Nation State Melemahkan Kaum Muslim

Oleh : Lisna Hayati


Seratus tahun sudah sejak berakhirnya Perang Dunia 1 (PD I) 28 Juli 1914 - 11 November 1918 umat islam nyaris tidak mendapat perlindungan dari pemimpinnya, padahal kaum muslimin sebelum PD I mereka memiliki sebuah Daulah Islam, sekalipun negaranya telah lemah dan mengalami kekacauan ia tetap menjadi pusat arah pemikiran dan perhatian umat. Untuk memperingati peristiwa bersejarah ini maka Ahad 11 Nov 2018 sejumlah pemimpin negara dunia memperingati tepat 100 tahun berakhirnya PD 1, peringatan ini langsung dihadiri oleh Presiden Prancis Emmanuel macron sebagai tuan rumah, Kanselir Jerman Angela Merkel dan Presiden Turki Recep Tayyip Erdogan. Mereka memberi penghormatan pada kurang lebih 10 juta prajurit dan jutaan nyawa rakyat sipil karena perang dasyat yang berlangsung selama 4 tahun. Perang Dunia I adalah perang global yang terpusat di Eropa dengan melibatkan dua kekuatan besar dunia yang saling bertentangan, yaitu sekutu (Britania Raya, Prancis dan Rusia) melawan blok sentral (Austria - Hongaria, Jerman dan Italia).


Kedahsyatan perang dunia I telah membawa perubahan yang signifikan bagi dunia Islam, khilafah Ustmaniyyah sebagai pihak yang kalah perang dan disusul dengan keruntuhannya adalah awal terpecahnya kekuatan dan wibawa kaum muslimin di pentas dunia. Diantara peristiwa yang meluluh lantahkan Daulah Islam adalah Perjanjian Sykes-Picot (16 Mei 1916), perjanjian ini sangatlah penting bagi penjajah barat, dengan perjanjian ini mereka membagi bagikan wilayah kaum muslimin seakan mereka membagi ghanimah (harta rampasan perang) yang telah mereka dapat. Dari perjanjian ini Rusia memperoleh provinsi2 khilafah Ustmaniyah seperti Erzerum, Trebizond, Van dan Bitlis serta bagian timur Kurdistan. Prancis memperoleh Suriah, Libanon, Adana dan bagian selatan antara Aintab dan Mardin sampai ke perbatasan Rusia, ke sebelah utara Prancis memperoleh wilayah Ala Dagh sampai Egin Kharput (Sisilia). Inggris memperoleh bagian selatan mesopotamia, Baghdad dan pelabuhan Haifa serta Acre Paletina. Perjanjian Sykes-Picot juga mengatur pembagian sumber2 minyak antar negara penjajah di Mesopotamia. Dapat dibayangkan setelah keruntuhan khilafah Ustmaniyyah umat Islam tidak lagi memiliki pelindung yang menyatukan umat.

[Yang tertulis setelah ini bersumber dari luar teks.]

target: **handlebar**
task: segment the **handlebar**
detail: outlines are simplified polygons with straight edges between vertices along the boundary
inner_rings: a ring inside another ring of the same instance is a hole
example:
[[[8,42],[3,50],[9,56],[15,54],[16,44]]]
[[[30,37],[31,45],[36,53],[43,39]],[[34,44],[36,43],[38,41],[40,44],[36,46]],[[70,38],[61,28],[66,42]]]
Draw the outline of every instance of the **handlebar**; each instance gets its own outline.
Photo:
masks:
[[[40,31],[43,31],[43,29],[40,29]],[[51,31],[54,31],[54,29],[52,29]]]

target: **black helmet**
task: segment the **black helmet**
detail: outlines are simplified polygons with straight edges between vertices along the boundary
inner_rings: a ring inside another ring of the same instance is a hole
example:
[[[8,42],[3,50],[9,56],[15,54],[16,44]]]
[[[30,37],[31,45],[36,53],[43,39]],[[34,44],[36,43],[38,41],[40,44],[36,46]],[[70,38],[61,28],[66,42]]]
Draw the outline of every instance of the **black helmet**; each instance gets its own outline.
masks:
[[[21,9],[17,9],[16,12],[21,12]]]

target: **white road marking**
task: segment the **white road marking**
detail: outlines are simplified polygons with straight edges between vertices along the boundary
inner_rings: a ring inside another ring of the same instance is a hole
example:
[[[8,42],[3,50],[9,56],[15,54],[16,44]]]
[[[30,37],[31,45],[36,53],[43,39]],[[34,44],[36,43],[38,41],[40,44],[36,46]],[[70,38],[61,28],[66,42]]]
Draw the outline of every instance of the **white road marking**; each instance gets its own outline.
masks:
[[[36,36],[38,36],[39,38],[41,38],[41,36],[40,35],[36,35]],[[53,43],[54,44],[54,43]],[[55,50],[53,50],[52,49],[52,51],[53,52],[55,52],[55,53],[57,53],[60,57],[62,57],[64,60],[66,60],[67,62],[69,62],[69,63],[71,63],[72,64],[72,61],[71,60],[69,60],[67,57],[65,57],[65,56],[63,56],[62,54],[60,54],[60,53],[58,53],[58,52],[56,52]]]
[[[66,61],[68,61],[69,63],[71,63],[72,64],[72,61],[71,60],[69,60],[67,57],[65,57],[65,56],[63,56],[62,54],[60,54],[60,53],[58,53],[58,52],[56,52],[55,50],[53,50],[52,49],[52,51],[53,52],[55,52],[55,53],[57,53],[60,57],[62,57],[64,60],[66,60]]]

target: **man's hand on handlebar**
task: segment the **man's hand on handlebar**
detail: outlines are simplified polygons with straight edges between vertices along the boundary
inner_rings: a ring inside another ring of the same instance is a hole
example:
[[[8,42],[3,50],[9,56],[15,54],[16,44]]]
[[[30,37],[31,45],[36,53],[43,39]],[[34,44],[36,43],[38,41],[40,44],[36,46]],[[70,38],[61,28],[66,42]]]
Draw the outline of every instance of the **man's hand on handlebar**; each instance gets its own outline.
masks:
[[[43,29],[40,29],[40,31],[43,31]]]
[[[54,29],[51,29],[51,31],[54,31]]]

Pasca PD I yang dilanjutkan dengan perjanjian Sykes-Picot adalah awal dari tumbuh nya konsep negara kebangsaan yang dibangun atas 5 pilar penting yaitu 

1. Suatu gagasan tentang negara yang didirikan untuk seluruh bangsa/seluruh ummat berdasarkan kesepakatan bersama yang menghasilkan hubungan kontraktual dan traksaksional terbuka antara pihak2 yang mengadakan kesepakan

2. Dalam konsep negara kebangsaan nasionalisme merupakan landasan bangunan yang paling kuat. Nasionalisme adalah situasi kejiwaan dimana kesetiaan seseorang secara total diabdikan langsung kepada negara bangsa atas nama sebuah bangsa

3. Nation State merupakan suatu wadah yang didalamnya terhimpun orang2 yang memiliki perasaan yang sama walaupun ras, agama, etnis, bahasa dan budaya berbeda.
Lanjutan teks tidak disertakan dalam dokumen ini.